Duke University Antisemitism Watch
Following Duke University’s hosting of the Palestinian Solidarity Movement (a pro-terror, radical Islamist group), Duke’s Chronicle newspaper publishes an astoundingly vile piece of antisemitic writing by Duke senior Philip Kurian: The Jews. (Hat tip: gwlaw.)
You are not required to complete the work, yet you are not allowed to desist from it.
—Pirkei Avot (The Book of Principles), 2:21
Such describes the Jewish concept of Tikkun Olam. Perfecting, preparing or repairing the world: a credo that, to many Jews, prescribes what role they should play in the wider concerns of our society. Judging by the opposition to this past weekend’s Palestine Solidarity Movement conference, however, I cannot help but conclude that the powerful Jewish establishment has distorted the meaning of this age-old teaching.
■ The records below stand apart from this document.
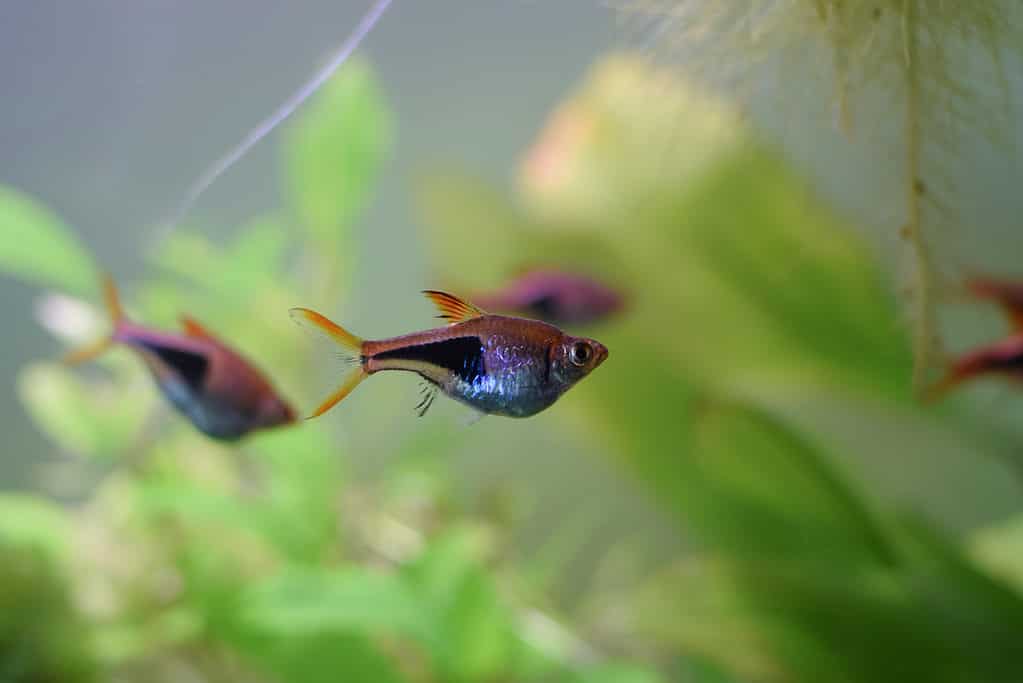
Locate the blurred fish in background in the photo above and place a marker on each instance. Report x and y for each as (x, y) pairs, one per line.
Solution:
(556, 296)
(1003, 358)
(222, 394)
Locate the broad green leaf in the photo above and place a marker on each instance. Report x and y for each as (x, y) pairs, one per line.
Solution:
(615, 673)
(304, 482)
(85, 416)
(319, 658)
(42, 637)
(38, 247)
(312, 602)
(767, 490)
(32, 520)
(475, 638)
(335, 151)
(999, 549)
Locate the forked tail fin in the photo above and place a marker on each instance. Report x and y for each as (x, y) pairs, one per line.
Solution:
(351, 354)
(113, 302)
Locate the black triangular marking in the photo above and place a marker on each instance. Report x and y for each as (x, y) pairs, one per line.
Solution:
(190, 366)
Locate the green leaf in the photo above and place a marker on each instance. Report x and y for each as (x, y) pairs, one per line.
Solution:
(999, 549)
(615, 673)
(31, 520)
(319, 658)
(83, 416)
(475, 637)
(302, 602)
(39, 248)
(336, 150)
(762, 489)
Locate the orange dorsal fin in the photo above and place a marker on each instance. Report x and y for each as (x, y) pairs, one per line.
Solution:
(193, 328)
(451, 308)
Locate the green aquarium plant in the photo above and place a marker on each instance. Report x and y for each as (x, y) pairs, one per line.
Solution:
(758, 400)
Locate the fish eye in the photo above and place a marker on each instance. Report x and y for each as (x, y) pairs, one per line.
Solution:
(580, 354)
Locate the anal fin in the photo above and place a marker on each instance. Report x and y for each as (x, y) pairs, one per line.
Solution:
(428, 392)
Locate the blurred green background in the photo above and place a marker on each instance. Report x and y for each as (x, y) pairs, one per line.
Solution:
(748, 490)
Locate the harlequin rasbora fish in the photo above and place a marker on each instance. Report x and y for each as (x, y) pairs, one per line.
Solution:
(1004, 358)
(222, 394)
(557, 297)
(495, 364)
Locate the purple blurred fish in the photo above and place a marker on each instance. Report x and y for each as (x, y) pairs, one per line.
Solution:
(557, 297)
(1003, 358)
(222, 394)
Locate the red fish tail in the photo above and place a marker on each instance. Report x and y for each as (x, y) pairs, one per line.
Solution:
(116, 312)
(964, 369)
(351, 347)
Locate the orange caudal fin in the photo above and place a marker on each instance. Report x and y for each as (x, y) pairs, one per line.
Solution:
(451, 308)
(351, 353)
(116, 313)
(351, 381)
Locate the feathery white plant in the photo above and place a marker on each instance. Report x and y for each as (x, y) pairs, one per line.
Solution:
(923, 94)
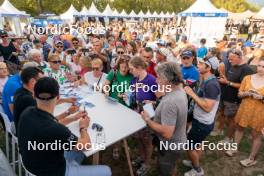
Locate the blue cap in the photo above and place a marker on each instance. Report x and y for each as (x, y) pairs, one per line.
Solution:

It is well known that Jews constitute the most privileged “minority” group in this country. Among the top 10 universities, Jews enjoy shocking overrepresentation: Only the California Institute of Technology has an undergraduate Jewish population below 10 percent, and four schools have particularly stark Jewish advantages—Harvard (30 percent), Yale (23 percent), UPenn (31 percent) and Columbia (25 percent). Keep in mind that, at best estimate, no more than 3 percent of all Americans are Jewish.
In his slim volume The Holocaust Industry: Reflections on the Exploitation of Jewish Suffering (2000), Jewish-American historian Norman Finkelstein argues that American interest in Judaism is “a tribute not to Jewish suffering but to Jewish aggrandizement.” The holocaust label, he says, arose from the real suffering of European Jews during the 1930s and 1940s, in turn giving rise to the Holocaust ideology, distinguished in its capitalization. He documents economic exploitation by this “Holocaust Industry,” which he calls an “outright extortion racket.”